Namun, setelah berkuliah, aku merasa berbeda. Aku hanya merasa bahagia naik kereta api ketika perjalanan pulang ke kampung halaman saja. Kembali ke perantauan merupakan hal yang paling menyesakkan dalam hidup. Problematika hidup akan dihadapi hanya dalam hitungan jam ketika kereta sampai pada pemberhentian akhirnya, yaitu kota Bandung. Tapi tak apa, aku bersyukur masih diberi kebahagiaan ketika perjalanan pulang,walaupun dalam perjalanannya aku hanya menikmatinya sendiri.
Kesendirian tak jarang turut menyukseskan perasaan asing yang menjeratku dalam hitungan waktu. Dalam perasaan asing tersebut, akan timbul imajinasi-imajinasi meliar yang lalu lalang dalam pikiran. Gerbong, bangku, jendela seakan-akan sedang berdialog sesukanya. Penumpang-penumpang yang asyik dengan gawainya seakan-akan menceritakan apa yang ia lakukan dengan gawainya. Entah ia sedang mengabari keluarganya tentang perjalanannya, entah ia sedang menunggu sebuah notifikasi, entah ia sedang dikejar deadline sesuatu sehingga ia sibuk mengerjakannya, dan sebagainya. Ada juga penumpang yang sama sepertiku, merasa sepi sehingga mereka akan membuka dialog-dialog ringan dengan penumpang sekitarnya. Yang pasti akan hadir suatu cerita seru yang bisa kita ambil maknanya.
Mari kita lihat foto yang aku ambil satu menit sebelum kereta berangkat.
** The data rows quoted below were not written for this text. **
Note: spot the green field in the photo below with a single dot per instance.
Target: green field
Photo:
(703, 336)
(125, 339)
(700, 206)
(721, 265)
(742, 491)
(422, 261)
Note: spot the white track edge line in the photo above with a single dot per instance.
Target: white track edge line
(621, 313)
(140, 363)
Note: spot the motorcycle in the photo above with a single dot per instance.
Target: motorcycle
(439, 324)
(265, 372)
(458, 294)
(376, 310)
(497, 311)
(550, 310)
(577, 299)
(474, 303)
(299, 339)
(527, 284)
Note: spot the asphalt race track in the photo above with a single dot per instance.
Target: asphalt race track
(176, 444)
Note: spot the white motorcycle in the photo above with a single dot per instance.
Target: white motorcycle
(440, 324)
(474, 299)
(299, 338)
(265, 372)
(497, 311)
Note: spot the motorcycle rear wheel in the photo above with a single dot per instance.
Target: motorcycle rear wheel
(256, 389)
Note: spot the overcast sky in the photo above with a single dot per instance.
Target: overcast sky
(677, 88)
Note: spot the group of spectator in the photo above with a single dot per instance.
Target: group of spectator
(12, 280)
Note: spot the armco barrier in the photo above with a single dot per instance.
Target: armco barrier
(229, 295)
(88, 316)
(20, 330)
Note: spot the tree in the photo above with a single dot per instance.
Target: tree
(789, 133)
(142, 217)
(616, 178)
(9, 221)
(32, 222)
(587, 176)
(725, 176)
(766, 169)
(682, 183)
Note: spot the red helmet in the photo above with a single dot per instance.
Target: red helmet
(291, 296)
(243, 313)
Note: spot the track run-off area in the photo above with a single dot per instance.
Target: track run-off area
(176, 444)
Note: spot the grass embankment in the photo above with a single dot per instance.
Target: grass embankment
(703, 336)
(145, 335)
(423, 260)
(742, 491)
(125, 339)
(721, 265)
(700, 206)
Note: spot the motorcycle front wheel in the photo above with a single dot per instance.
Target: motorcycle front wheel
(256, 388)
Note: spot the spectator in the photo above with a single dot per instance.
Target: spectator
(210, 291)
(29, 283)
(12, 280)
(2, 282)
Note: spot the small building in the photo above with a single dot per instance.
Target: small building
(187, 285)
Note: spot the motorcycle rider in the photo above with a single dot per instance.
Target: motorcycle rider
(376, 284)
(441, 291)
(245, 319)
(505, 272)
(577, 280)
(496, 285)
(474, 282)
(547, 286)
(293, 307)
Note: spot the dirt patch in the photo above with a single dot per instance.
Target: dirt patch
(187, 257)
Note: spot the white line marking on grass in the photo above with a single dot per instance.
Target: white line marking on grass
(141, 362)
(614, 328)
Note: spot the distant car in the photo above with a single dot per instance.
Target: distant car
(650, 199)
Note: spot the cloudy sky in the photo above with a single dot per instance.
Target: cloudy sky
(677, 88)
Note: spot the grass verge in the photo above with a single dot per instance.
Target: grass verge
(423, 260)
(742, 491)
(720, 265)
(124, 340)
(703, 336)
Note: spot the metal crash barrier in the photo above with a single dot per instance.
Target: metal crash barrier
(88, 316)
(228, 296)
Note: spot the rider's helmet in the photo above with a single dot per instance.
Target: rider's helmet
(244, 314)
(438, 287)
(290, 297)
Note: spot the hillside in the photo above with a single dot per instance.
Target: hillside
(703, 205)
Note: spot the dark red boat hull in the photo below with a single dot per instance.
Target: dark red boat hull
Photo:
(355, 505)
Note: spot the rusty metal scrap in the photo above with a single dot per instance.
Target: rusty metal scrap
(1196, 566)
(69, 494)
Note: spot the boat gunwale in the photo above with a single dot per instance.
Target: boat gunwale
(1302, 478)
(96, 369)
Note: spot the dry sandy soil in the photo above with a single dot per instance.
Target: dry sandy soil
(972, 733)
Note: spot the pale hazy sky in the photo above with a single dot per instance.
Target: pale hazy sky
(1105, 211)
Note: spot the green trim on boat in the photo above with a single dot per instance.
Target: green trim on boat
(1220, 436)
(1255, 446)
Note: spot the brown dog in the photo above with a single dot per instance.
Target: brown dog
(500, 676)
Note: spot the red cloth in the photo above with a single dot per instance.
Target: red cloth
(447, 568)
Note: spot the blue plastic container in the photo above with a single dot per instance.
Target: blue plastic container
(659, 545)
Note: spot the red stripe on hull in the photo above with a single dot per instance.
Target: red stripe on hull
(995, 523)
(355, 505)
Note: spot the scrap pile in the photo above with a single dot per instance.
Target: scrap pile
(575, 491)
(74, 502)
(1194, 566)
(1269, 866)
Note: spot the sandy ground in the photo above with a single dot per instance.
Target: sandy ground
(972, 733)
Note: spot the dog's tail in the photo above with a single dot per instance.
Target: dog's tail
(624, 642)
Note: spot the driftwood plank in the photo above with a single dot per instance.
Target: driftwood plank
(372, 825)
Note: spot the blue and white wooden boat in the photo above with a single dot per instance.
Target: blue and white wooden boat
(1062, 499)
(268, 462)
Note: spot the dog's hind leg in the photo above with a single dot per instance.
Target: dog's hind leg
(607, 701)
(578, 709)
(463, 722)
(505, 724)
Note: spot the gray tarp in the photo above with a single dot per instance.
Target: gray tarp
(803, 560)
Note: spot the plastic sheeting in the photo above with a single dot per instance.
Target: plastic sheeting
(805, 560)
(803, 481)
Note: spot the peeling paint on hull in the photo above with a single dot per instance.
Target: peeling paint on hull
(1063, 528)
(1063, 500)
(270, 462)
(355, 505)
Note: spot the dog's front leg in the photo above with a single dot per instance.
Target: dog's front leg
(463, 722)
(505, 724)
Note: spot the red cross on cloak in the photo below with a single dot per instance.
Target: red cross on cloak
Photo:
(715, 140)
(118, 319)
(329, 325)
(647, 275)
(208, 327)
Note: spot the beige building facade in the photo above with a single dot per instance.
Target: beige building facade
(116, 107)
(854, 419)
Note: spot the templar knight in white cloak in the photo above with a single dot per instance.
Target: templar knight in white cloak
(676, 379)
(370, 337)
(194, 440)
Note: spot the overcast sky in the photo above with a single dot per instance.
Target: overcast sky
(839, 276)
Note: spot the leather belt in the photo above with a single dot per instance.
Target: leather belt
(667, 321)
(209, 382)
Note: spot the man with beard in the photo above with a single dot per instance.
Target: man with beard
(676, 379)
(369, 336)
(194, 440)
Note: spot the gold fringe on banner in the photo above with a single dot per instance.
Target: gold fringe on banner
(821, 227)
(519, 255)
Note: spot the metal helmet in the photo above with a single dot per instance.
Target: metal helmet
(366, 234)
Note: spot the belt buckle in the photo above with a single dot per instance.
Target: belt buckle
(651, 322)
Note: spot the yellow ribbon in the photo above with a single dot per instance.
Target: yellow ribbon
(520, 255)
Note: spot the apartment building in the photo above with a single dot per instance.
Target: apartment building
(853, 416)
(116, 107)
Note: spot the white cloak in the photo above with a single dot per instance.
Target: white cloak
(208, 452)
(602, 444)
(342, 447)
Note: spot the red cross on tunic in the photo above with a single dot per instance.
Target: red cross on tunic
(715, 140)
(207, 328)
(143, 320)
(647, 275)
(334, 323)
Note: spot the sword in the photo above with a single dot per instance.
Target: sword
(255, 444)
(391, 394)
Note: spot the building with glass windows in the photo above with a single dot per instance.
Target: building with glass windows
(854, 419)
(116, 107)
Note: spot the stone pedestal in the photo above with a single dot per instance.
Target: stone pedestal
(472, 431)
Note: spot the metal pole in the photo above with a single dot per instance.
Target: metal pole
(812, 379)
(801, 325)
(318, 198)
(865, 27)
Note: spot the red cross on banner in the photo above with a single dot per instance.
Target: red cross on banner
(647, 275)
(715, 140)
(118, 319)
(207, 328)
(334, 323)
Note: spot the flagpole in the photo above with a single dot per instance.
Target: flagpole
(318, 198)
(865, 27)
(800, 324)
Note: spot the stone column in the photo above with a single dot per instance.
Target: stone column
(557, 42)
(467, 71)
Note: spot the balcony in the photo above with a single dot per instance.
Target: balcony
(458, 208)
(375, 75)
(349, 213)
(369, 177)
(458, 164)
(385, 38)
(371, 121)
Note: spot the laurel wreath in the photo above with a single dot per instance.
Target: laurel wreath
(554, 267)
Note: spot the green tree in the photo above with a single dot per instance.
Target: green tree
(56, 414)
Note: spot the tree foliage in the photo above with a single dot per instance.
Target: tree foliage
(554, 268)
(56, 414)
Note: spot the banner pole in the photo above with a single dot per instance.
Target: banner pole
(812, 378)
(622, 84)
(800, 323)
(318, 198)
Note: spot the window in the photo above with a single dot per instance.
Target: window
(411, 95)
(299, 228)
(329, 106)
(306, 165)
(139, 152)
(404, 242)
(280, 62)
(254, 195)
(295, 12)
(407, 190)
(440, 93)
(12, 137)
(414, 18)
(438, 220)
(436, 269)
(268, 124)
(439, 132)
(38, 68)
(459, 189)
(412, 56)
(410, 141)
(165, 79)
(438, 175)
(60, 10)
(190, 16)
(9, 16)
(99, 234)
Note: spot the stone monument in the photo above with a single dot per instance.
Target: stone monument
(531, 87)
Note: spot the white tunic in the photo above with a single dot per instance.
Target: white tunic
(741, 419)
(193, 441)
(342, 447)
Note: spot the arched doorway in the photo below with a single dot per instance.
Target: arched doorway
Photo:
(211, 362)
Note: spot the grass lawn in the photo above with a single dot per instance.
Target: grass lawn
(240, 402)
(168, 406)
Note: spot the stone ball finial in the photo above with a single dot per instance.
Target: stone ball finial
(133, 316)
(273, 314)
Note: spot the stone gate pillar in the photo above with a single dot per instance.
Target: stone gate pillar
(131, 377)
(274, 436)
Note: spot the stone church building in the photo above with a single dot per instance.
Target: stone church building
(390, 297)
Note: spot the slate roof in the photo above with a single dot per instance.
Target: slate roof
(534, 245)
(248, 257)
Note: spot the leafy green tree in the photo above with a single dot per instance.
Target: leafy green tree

Ada lelaki tua separuh baya sedang berusaha sekuat tenaga mendorong trolly berisi koper-koper salah satu penumpang. Pekerjaannya sebagai kuli tersebut ternyata ia lakoni untuk menghidupi lima anaknya yang masih kecil-kecil seorang diri. Istrinya telah lama meninggal setelah melahirkan anaknya yang kelima karena pendarahan berat (hemoragik). Tidak, aku hanya berasumsi sambil membayangkan saja sebelumnya. Yang sebenarnya terjadi adalah beliau sebagai tulang punggung keluarga bekerja sebagai kuli untuk menghidupi istrinya yang bekerja sebagai pedagang gorengan di depan stasiun dan tujuh anaknya yang semuanya masih bersekolah. Dalam kehidupannya yang tampak sulit, ia selalu bersyukur karena masih diberi kesehatan dan kekuatan mencari sesuap nasi untuk menghidupi keluarganya. Aku tidak akan tahu kehidupannya yang sebenarnya seperti apa jika kami tidak saling menjalin cerita ketika mata kami saling bertatap saat beliau sedang mengangkat koper-koper ke tempat penyimpanan barang diatas kursi penumpang. .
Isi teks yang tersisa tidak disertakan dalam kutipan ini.